- 1.11.2014 00:00
Türkiye, bölgesinde derin sorunlarla boğuşurken, ilginçtir bu süreci ana muhalefet partisi CHP biraz uzaktan izliyor. Ne hükümetin önerdiği siyasete destek veriyor, ne de toplumu tatmin edecek alternatif bir siyaset öneriyor. Bu yüzden de tüm negatif gelişmelere rağmen CHP, hâlâ AK Parti karşısında iktidar umudu değil.
Bu da ister istemez parti içi ayrılıkları hep gündemde tutuyor. Yerel ve Cumhurbaşkanlığı seçimlerindeki başarısızlık nedeniyle başlayan parti içi tartışma, nihayet ilk istifayla sonuçlandı.
CHP içindeki ulusalcı kanadın önde gelen ismi Emine Ülker Tarhan istifa etti.

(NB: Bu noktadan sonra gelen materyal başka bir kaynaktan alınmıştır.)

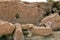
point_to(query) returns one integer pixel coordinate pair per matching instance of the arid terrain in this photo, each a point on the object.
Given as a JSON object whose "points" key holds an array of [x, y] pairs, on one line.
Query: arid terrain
{"points": [[29, 21]]}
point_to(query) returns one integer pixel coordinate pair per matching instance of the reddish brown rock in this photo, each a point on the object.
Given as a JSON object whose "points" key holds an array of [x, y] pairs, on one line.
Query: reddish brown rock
{"points": [[54, 19], [27, 26], [18, 35], [6, 28], [42, 31]]}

Tarhan istifa ederken CHP siyasetini de sert bir dile eleştirdi: "Türkiye'nin iç ve dış tehditlerle karşı karşıya olduğu, iş ve terör cinayetleri ile sarsıldığı bu çok kritik dönemde sorumsuz çağrılar, tutarsız tezkere söylemleri, belirsiz politikalar ile halkımızın duyarlılıklarından kopuk muhalefet anlayışında ısrar edeceği anlaşılan CHP yönetiminin, olası vahim tercihlerini değiştiremeyeceğimi anladığımdan, büyük umutlarla geldiğim CHP'den istifa ediyorum."
Bu, beklenen bir istifaydı. Ulusalcıların her konuda CHP yönetimini sert eleştirmesi CHP Genel Başkanı Kılıçdaroğlu'nun da bu tavra, olağanüstü kurultay öncesi isyan etmesi sonun başlangıcıydı. Kılıçdaroğlu, o konuşmasıyla ulusalcıların 2015 seçimlerinde aday yapılmayacağının da işaretini vermişti.

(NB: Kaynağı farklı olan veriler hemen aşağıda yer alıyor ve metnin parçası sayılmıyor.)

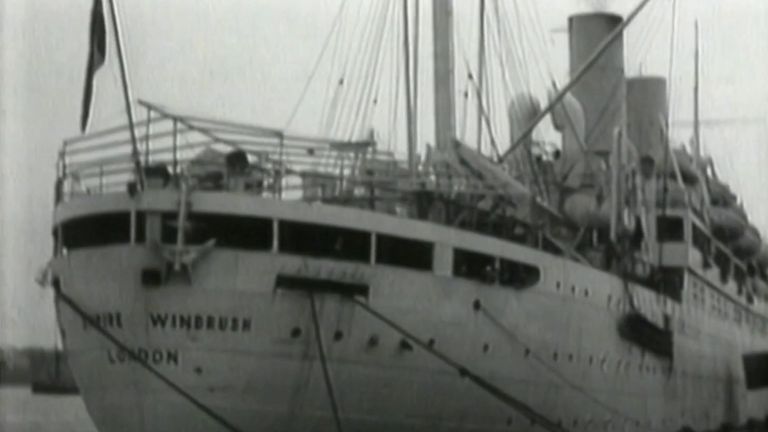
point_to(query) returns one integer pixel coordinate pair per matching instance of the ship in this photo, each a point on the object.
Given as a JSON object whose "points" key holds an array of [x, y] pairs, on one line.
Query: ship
{"points": [[218, 275]]}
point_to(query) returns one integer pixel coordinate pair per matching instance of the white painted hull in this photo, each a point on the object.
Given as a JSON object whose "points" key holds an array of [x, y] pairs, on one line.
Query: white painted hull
{"points": [[558, 351]]}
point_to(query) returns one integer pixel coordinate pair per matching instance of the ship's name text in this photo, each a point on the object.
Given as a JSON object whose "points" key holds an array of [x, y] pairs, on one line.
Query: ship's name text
{"points": [[152, 356], [200, 322], [106, 320]]}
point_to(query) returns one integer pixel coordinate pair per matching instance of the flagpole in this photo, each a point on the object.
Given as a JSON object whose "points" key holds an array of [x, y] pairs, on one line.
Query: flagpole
{"points": [[127, 94]]}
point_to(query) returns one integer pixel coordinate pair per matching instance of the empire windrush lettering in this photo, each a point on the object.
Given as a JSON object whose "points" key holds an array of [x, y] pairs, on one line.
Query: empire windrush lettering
{"points": [[200, 322], [152, 356], [106, 320], [179, 321]]}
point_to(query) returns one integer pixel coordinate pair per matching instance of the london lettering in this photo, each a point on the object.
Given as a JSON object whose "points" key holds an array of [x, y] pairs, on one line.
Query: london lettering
{"points": [[152, 356]]}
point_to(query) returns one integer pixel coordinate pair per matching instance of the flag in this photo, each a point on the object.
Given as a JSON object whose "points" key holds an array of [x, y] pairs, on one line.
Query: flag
{"points": [[96, 57]]}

Aslında onlar da daha yerel seçimler sonrası kamuoyu araştırmaları bile yaptırarak "yeni bir parti" arayışına girmiş ama bir sonuç alamayacaklarını görmüşlerdi.

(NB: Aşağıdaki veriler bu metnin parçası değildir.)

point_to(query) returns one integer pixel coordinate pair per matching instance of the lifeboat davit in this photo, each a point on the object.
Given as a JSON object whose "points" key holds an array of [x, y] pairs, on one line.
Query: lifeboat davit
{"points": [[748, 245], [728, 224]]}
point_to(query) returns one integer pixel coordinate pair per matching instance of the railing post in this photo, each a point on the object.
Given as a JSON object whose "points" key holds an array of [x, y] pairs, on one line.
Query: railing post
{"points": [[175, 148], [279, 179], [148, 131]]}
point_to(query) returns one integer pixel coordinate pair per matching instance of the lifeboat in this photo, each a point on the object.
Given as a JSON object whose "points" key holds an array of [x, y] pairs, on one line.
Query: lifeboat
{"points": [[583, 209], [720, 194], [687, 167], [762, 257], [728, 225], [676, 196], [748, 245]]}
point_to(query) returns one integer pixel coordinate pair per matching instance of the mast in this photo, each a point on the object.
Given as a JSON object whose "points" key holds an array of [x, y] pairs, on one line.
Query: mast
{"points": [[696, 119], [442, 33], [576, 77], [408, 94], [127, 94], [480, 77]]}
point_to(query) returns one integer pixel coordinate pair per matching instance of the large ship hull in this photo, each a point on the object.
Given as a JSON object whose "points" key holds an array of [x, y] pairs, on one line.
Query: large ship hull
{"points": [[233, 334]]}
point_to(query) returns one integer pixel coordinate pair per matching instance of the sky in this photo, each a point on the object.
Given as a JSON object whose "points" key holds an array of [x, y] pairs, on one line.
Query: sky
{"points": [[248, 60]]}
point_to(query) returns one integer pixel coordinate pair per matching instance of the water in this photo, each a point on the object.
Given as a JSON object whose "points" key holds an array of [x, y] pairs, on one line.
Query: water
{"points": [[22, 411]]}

Tek umutları ve asıl beklentileri de Metin Feyzioğlu'nun CHP'nin başına getirilmesiydi. Muharrem İnce'nin devreye girmesi bu hesabı bozduğu için, bugün grup olarak değil "tek başına" istifa noktasına gelindi. Arkası gelse de sayı birkaçı geçmez. Grup kurabileceklerinden söz ediliyor ama CHP varken, CHP benzeri bir partinin şansı yok. Bu noktada tavrı en çok merak edilen isim, eski genel başkan Baykal. Baykal'ın da 2015'te aday yapılmayacağı biliniyor ama yine de ayrılmayı seçmeyeceği konuşuluyor. Baykal dahil herkes 2015 seçimindeki yenilgiyi bekliyor. Ama bu, siyaset üretmeyen CHP'de her an yeni bir şey olmayacağı anlamına gelmez.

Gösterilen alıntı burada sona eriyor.